Closed-Loop Magnetic Control of Medical Soft Continuum Robots for Deflection

TL;DR

This paper presents a novel closed-loop magnetic control system for soft continuum robots used in medical interventions, enabling precise, autonomous deflection control through a differential kinematic model and advanced control algorithms.

Contribution

It introduces a differential kinematic model and a quasi-static control framework with an extended state observer for magnetic soft continuum robots, enhancing autonomous control capabilities.

Findings

Effective trajectory tracking under external disturbances.
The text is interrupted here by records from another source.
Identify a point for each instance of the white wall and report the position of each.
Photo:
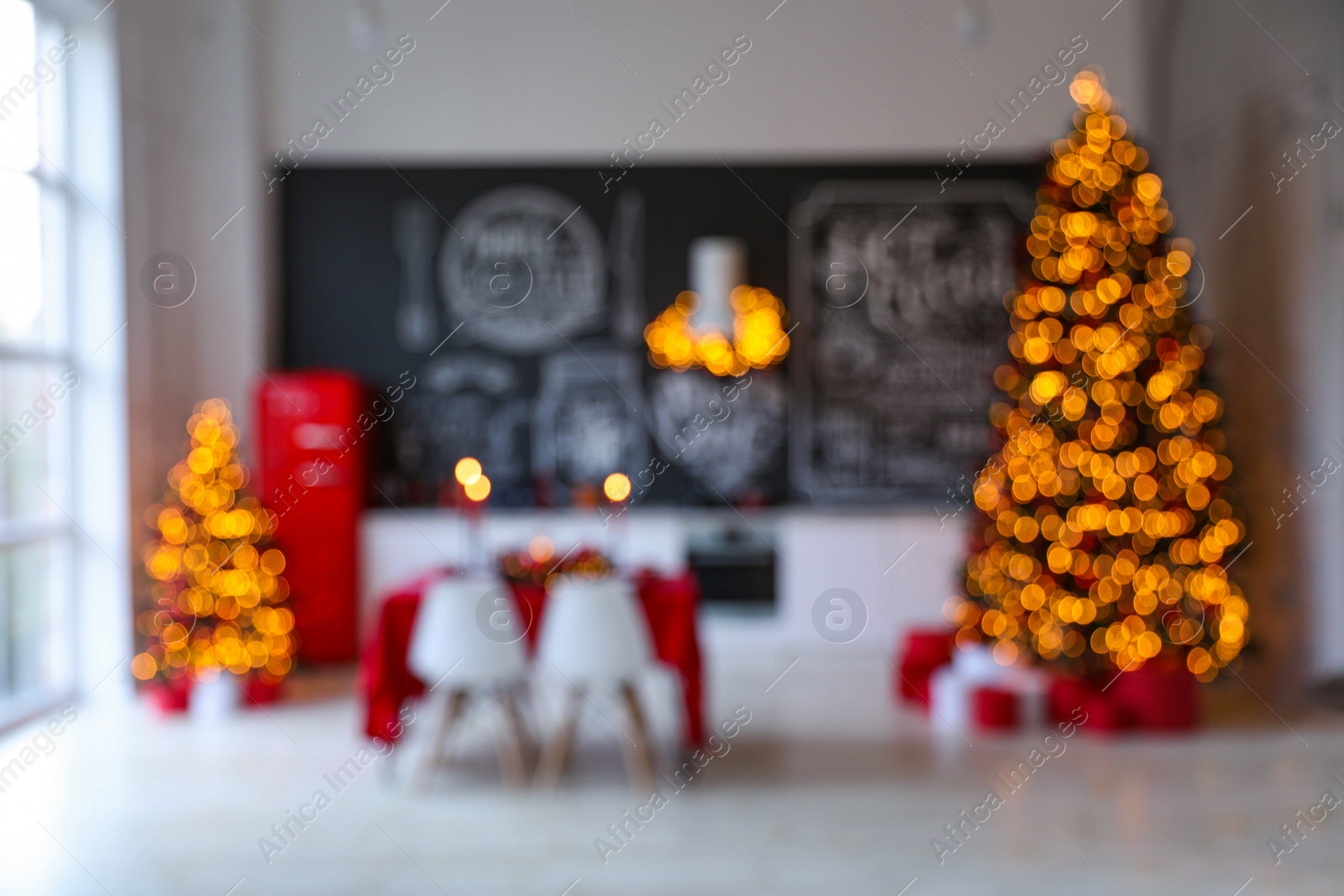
(1240, 98)
(528, 80)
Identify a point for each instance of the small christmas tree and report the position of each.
(217, 597)
(1104, 531)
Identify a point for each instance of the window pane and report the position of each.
(22, 293)
(35, 578)
(18, 85)
(35, 426)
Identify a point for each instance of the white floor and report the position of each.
(827, 790)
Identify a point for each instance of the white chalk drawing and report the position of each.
(524, 269)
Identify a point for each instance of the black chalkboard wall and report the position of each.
(541, 284)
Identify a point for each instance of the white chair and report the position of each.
(595, 637)
(467, 644)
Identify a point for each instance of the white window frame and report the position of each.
(94, 513)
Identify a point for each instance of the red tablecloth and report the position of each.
(669, 605)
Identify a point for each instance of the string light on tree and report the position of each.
(616, 486)
(218, 600)
(1105, 527)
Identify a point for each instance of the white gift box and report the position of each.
(952, 689)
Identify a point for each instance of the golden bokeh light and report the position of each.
(468, 470)
(617, 486)
(1104, 533)
(759, 335)
(479, 488)
(217, 600)
(541, 548)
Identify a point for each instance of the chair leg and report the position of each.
(551, 763)
(452, 712)
(638, 762)
(508, 741)
(524, 714)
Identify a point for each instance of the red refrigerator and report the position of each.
(313, 472)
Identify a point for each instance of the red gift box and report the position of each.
(1162, 694)
(995, 708)
(171, 696)
(924, 651)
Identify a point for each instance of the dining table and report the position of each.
(669, 604)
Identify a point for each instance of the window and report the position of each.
(38, 369)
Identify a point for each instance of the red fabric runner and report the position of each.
(669, 604)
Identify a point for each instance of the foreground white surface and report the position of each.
(827, 790)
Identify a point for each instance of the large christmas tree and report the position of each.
(1102, 528)
(217, 602)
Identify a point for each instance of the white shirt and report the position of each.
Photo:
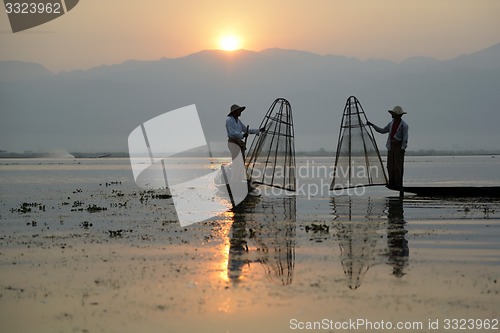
(401, 134)
(236, 129)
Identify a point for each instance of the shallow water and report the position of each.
(276, 264)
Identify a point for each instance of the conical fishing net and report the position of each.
(271, 158)
(358, 161)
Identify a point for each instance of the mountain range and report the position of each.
(451, 104)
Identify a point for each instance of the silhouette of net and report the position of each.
(271, 158)
(357, 162)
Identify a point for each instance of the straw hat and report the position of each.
(236, 107)
(397, 110)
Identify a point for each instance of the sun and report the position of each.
(229, 43)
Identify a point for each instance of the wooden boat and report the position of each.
(458, 191)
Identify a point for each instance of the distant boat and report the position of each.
(457, 191)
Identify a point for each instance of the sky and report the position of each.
(98, 32)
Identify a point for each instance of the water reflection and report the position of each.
(360, 225)
(398, 251)
(263, 231)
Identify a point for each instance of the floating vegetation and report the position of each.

Prevents actuator joint limit reaching during operation.

Achieves fast, low-error deflection control without overshoot.

Abstract

Magnetic soft continuum robots (MSCRs) have emerged as powerful devices in endovascular interventions owing to their hyperelastic fibre matrix and enhanced magnetic manipulability. Effective closed-loop control of tethered magnetic devices contributes to the achievement of autonomous vascular robotic surgery. In this article, we employ a magnetic actuation system equipped with a single rotatable permanent magnet to achieve closed-loop deflection control of the MSCR. To this end, we establish a differential kinematic model of MSCRs exposed to non-uniform magnetic fields. The relationship between the existence and uniqueness of Jacobian and the geometric position between robots is deduced. The control direction induced by Jacobian is demonstrated to be crucial in simulations. Then, the corresponding quasi-static control (QSC) framework integrates a linear extended state observer to estimate model uncertainties. Finally, the effectiveness of the proposed QSC framework is validated through comparative trajectory tracking experiments with the PD controller under external disturbances. Further extensions are made for the Jacobian to path-following control at the distal end position. The proposed control framework prevents the actuator from reaching the joint limit and achieves fast and low error-tracking performance without overshooting.